Iran-Brazil, 100 Years of Diplomatic Relations celebrate 100 years of diplomatic relation , Iran  and Brazil joint issue a pair of stamps present their culture, pottery art on December 15, 2002. The issue stamps have same face value.
Iranian pottery (sometimes known as gombroon) production presents a continuous history from the beginning of Iranian history until the present day.

Fingerprints of primitives in Iran can be seen on relics. The first earthenware was mainly of two types: black utensils and red ones, both were hardly complicated products.
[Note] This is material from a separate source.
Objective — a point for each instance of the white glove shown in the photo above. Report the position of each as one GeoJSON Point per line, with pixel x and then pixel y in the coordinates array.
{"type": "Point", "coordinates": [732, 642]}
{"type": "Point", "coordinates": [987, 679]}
Gradually simple earthenware was decorated with by geometric designs. Studying the designs shows us that ancient Iranians were skillful also in designing earthenware and represented their works in a lively and gracious manner. Iran can be called the birthplace of designed earthenware utensils. Designing earthenware in Iran started about 4,000 BC.
Marajó culture was a pre-Columbian era society that flourished on Marajó island at the mouth of the Amazon River, Brazil.

Sophisticated pottery—large and elaborately painted and incised with representations of plants and animals—is the most impressive finding in the area and provided the first evidence of complex society on Marajó.
The ceramic marajoara is a type of ceramic, fruit of labor of the indigenous tribes of the island of Marajó (PA), at the mouth of the Amazon River during the pre-colonial period 400-1400 AD, in Brazil. The period of production of ceramics as sophisticated aesthetically is called "phase marajoara," since there are successive stages in the region of occupations, each of them with a ceramic characteristic.

The ceramic marajoara is generally characterized by the use of red or black paint on white background. One of the most widely used techniques for ornamental ceramics this is the champlevé or high field, where embossed designs are achieved through decal designs on a smoothed surface and then excavating the area unmarked.